Een van de andere kenmerken van deze mengsels (Schlosser noemde ze LiCKOR basen, waarbij hij de mix van lithium en kalium componenten noteerde) is een hoge mate van aggregatie. Aggregaten zijn clusters van moleculen die aan elkaar kleven. Voor Schlossers basis zou het eenvoudige aggregaat bestaan uit één alkylithiummolecuul gebonden aan één kalium-tert-butoxidemolecuul.
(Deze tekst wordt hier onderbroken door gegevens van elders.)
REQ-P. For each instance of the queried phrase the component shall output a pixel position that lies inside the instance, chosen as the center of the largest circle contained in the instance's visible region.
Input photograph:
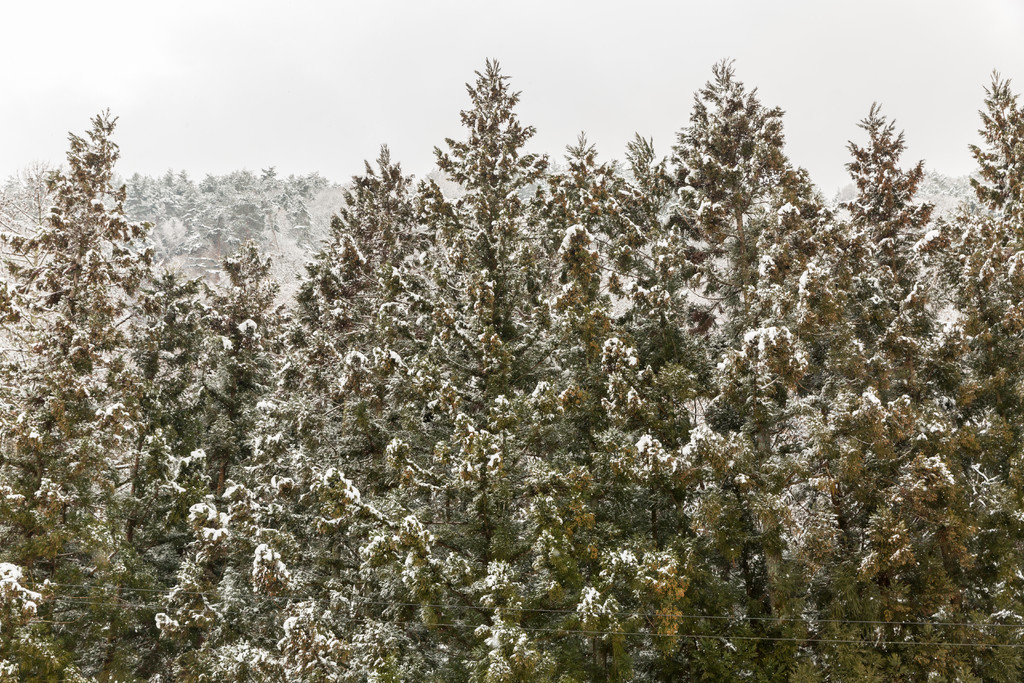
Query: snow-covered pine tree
(72, 417)
(982, 253)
Wat houdt aggregaten als deze bij elkaar? De anionen kunnen een brug slaan tussen alkalimetalen. Bij het alkoxide-ion is dat gemakkelijk voor te stellen: het zuurstofatoom heeft meer dan één lone pair, dus kan het er één afstaan aan lithium en één aan kalium. Het is iets moeilijker te zien hoe het alkylanion, met slechts één lone pair, dat zou kunnen doen. Maar een dergelijke interactie, waarbij één lone pair wordt gedeeld door twee of meer lithiumionen, is, hoewel zeldzaam, vrij goed gedocumenteerd in sommige alkyllithiums. Het is alsof het alkylanion gevangen zit tussen twee lithiumionen, en van de een naar de ander overgaat.
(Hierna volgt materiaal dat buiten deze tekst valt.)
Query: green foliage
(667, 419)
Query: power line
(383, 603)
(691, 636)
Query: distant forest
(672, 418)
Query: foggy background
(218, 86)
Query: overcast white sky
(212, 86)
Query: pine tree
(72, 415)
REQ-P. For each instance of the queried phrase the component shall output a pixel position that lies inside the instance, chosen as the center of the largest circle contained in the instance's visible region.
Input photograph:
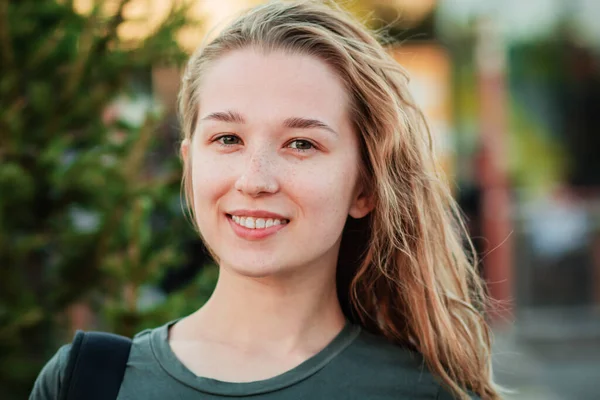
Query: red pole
(496, 204)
Grote aggregaten zouden zich kunnen vormen als extra moleculen aan elkaar blijven kleven. We kunnen ons gemakkelijk voorstellen dat dit gebeurt als een alkyllithium samenkomt met twee kaliumalkoxiden.
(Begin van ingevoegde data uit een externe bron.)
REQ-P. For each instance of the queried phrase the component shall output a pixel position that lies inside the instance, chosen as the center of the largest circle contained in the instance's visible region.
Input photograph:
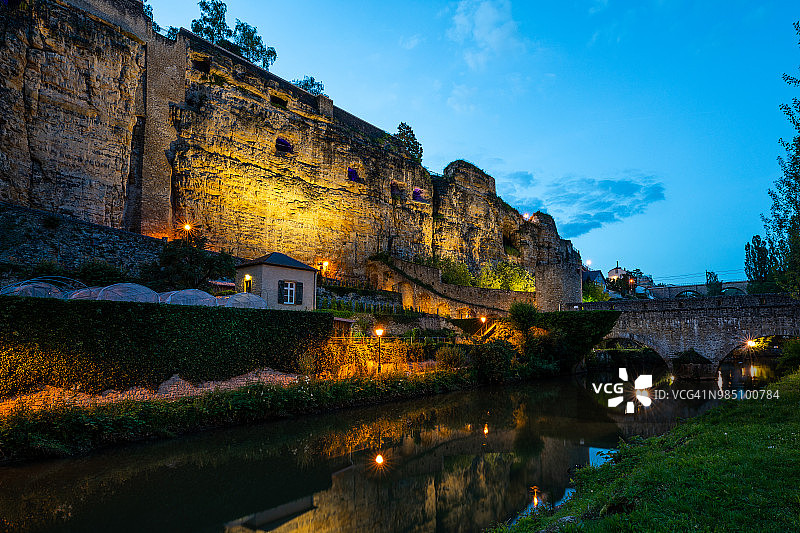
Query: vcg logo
(643, 382)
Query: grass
(736, 468)
(68, 430)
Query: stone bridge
(712, 326)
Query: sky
(649, 129)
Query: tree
(713, 284)
(186, 264)
(783, 223)
(247, 43)
(506, 275)
(310, 85)
(624, 284)
(212, 25)
(758, 267)
(409, 141)
(594, 292)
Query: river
(452, 463)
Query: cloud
(461, 99)
(411, 42)
(485, 28)
(599, 5)
(581, 204)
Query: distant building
(594, 276)
(285, 283)
(616, 272)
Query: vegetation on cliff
(777, 259)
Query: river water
(453, 463)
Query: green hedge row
(98, 345)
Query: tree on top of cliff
(409, 141)
(212, 25)
(310, 85)
(246, 41)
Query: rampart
(114, 124)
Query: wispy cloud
(485, 28)
(461, 99)
(597, 6)
(409, 43)
(581, 204)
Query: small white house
(285, 283)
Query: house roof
(278, 259)
(595, 276)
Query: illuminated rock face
(105, 120)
Je kunt je waarschijnlijk nog grotere aggregaten voorstellen. Misschien komen twee alkoxiden samen met één alkyllithium, bijeengehouden door overbruggende oxygenen. In feite lijken deze structuren zeer dynamisch te zijn. Zij kunnen in oplossing uit elkaar vallen, en zij kunnen samenkomen om nog grotere structuren te maken. In werkelijkheid zullen een aantal verschillende aggregatietoestanden in evenwicht met elkaar bestaan, en sommige kunnen acht of twaalf alkalikationen bevatten samen met hun bijbehorende anionen.

Dus, wat is de rol van aggregatie bij het produceren van een slapende toestand? Het kan het einde van de groeiende keten tijdelijk afdekken, zodat het anionische keteneinde minder kans heeft op interactie met monomeren. Pas wanneer het aggregaat uiteenvalt, waardoor een anionisch ketenuiteinde vrijkomt, treedt reactie op.

Aaggregaatvorming kan ook worden bevorderd door andere anionen, waaronder eenvoudige halogeniden zoals chloride en fluoride. Dientengevolge kan de toevoeging van eenvoudige lithiumzouten effectief zijn bij het bevorderen van levende anionische polymerisatie. De alkoxide-base behoeft geen rol te spelen.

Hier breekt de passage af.